Summary judgment "shall" be granted if "the movant shows that there is no genuine dispute as to any material fact and that the movant is entitled to judgment as a matter of law." Fed. R. Civ. P. 56(a). A dispute is "genuine" where the evidence would allow "a reasonable jury to return a verdict for the nonmoving party." FindWhat Investor Group.com, 658 F.3d 1282, 1307 (11th Cir. 2011) (quoting Anderson v. Liberty Lobby, Inc. 477 U.S. 242, 248 (1986)). A fact is "material" only if it "might affect the outcome of the suit under the governing law." Id. Factual disputes that are "irrelevant or unnecessary" are not sufficient to survive summary judgment. Anderson, 477 U.S. at 248.

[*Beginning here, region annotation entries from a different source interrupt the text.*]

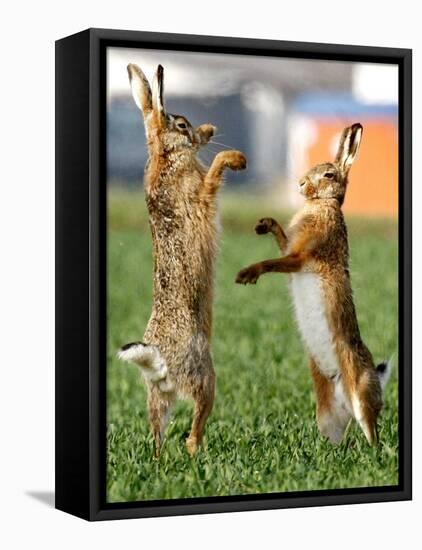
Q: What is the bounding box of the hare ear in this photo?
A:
[152,65,165,115]
[127,63,152,117]
[335,122,363,175]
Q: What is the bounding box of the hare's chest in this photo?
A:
[291,273,339,377]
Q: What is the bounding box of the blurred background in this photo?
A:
[107,48,398,217]
[107,49,398,502]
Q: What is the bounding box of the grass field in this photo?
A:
[107,193,398,502]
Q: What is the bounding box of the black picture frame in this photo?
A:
[56,29,412,520]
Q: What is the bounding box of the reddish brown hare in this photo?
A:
[236,124,390,444]
[119,64,246,457]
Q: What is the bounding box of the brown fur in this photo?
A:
[236,124,388,444]
[123,64,246,456]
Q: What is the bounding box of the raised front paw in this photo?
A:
[255,218,277,235]
[236,265,261,285]
[223,151,247,170]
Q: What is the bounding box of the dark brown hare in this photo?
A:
[236,124,390,444]
[119,64,246,456]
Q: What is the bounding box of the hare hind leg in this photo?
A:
[310,358,351,443]
[350,368,382,445]
[186,366,215,456]
[148,385,174,458]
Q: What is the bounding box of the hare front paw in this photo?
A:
[255,218,276,235]
[236,265,261,285]
[223,151,247,170]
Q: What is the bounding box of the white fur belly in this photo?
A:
[291,273,339,377]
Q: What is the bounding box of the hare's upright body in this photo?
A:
[119,65,246,455]
[236,124,388,443]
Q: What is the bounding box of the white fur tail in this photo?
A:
[377,360,393,393]
[117,342,173,392]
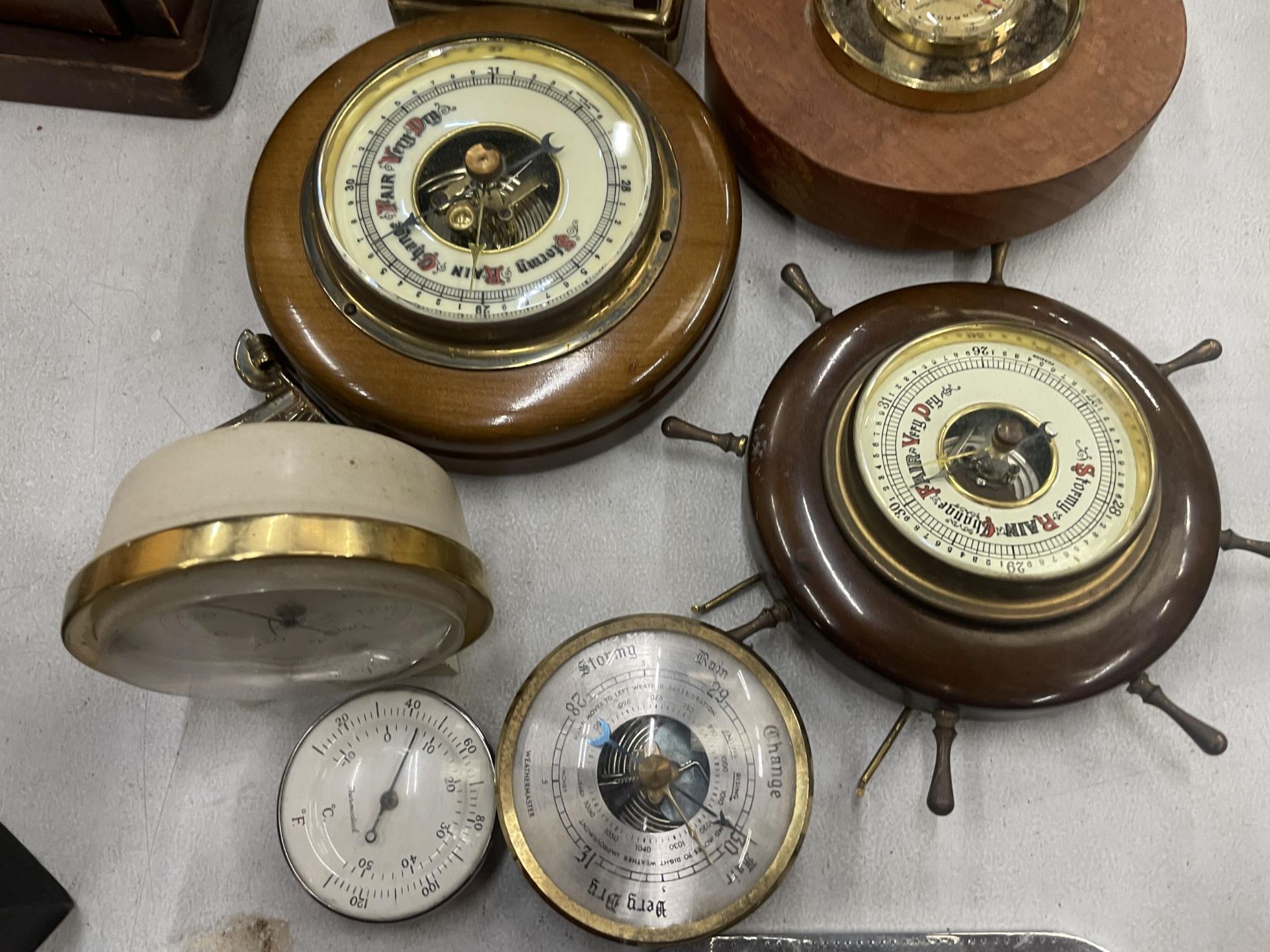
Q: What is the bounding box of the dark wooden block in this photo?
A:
[0,0,259,118]
[0,824,75,952]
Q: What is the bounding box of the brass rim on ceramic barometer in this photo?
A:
[62,514,493,670]
[301,34,679,370]
[822,323,1160,623]
[812,0,1086,112]
[495,613,812,944]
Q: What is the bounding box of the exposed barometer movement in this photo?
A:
[498,614,812,943]
[246,8,739,471]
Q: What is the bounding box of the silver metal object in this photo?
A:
[687,932,1107,952]
[221,330,331,426]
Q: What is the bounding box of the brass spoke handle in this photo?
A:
[1128,672,1226,756]
[1156,338,1222,377]
[781,262,833,324]
[1218,530,1270,559]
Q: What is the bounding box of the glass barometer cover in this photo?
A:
[498,615,810,943]
[62,422,491,699]
[842,324,1156,580]
[316,37,658,348]
[278,687,494,922]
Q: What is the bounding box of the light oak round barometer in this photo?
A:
[246,9,739,469]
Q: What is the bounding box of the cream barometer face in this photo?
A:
[842,324,1157,580]
[498,615,810,942]
[314,37,665,360]
[278,687,494,922]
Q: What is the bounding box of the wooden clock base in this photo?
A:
[0,0,259,118]
[706,0,1186,249]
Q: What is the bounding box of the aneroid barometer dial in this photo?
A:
[498,615,810,943]
[316,38,658,342]
[843,324,1156,580]
[246,4,740,472]
[278,687,494,922]
[310,37,675,367]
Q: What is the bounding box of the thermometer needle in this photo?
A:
[665,785,714,865]
[679,789,753,843]
[366,727,419,843]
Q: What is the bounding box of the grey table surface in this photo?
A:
[0,0,1270,952]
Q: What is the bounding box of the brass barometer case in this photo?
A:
[663,245,1270,814]
[246,7,739,471]
[495,606,812,945]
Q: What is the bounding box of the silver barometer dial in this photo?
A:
[278,687,494,922]
[499,615,810,943]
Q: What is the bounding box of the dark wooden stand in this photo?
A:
[0,0,259,118]
[706,0,1186,249]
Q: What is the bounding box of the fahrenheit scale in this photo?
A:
[278,687,495,923]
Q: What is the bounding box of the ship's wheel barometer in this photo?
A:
[663,246,1270,814]
[706,0,1186,247]
[246,9,739,469]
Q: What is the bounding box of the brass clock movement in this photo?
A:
[706,0,1186,249]
[663,246,1270,814]
[246,8,739,469]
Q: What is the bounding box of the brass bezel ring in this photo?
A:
[812,0,1086,112]
[495,613,812,945]
[62,513,494,670]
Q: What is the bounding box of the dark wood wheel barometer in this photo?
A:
[661,245,1270,815]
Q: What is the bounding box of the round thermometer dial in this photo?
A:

The moving party bears the initial burden of demonstrating the absence of a genuine issue of material fact. See Celotex Corp v. Catrett, 477 U.S. 317, 323 (1986). The movant must show the court that there is an absence of evidence to support the nonmoving party's case. See id. at 325. If the moving party discharges this burden, the burden shifts to the nonmovant to go beyond the pleadings and present affirmative evidence to show that a genuine issue of fact does exist. See Anderson, 477 U.S. at 257.

The nonmovant may satisfy this burden in one of two ways. First, the nonmovant "may show that the record in fact contains supporting evidence, sufficient to withstand a directed verdict motion, which was 'overlooked or ignored' by the moving party, who has thus failed to meet the initial burden of showing an absence of evidence." Fitzpatrick v. City of Atlanta, 2 F.3d 1112, 1116 (11th Cir. 1993) (quoting Celotex Corp., 477 U.S. at 332) (Brennan, J. dissenting)). Second, the nonmovant "may come forward with additional evidence sufficient to withstand a directed verdict motion at trial based on the alleged evidentiary deficiency." Id. at 1117. Where the nonmovant attempts to carry this burden instead with nothing more "than a repetition of his conclusional allegations, summary judgment for the [movant is] not only proper but required." Morris v. Ross, 663 F.2d 1032, 1033-34 (11th Cir. 1981) (citing Fed. R. Civ. P. 56(e)).

DISCUSSION

As a threshold matter, Dish argues that many of Dotson's claims for unauthorized calls are barred by the relevant statute of limitations. The Court agrees. Under 28 U.S.C. § 1658, "[e]xcept as otherwise provided by law, a civil action arising under an Act of Congress . . . may not be commenced later than 4 years after the cause of action accrues." The Eleventh Circuit has held that this limitation period applies to alleged violations of the TCPA under 28 U.S.C. § 1658(a). See Coniglio v. Bank of Am., N.A., 638 Fed. Appx. 972, 974 n.1 (11th Cir. 2016). Here, Dotson filed his state action on December 31, 2018. Dkt. No. 1-1. Accordingly, any claims based on calls made prior to December 31, 2014 are barred.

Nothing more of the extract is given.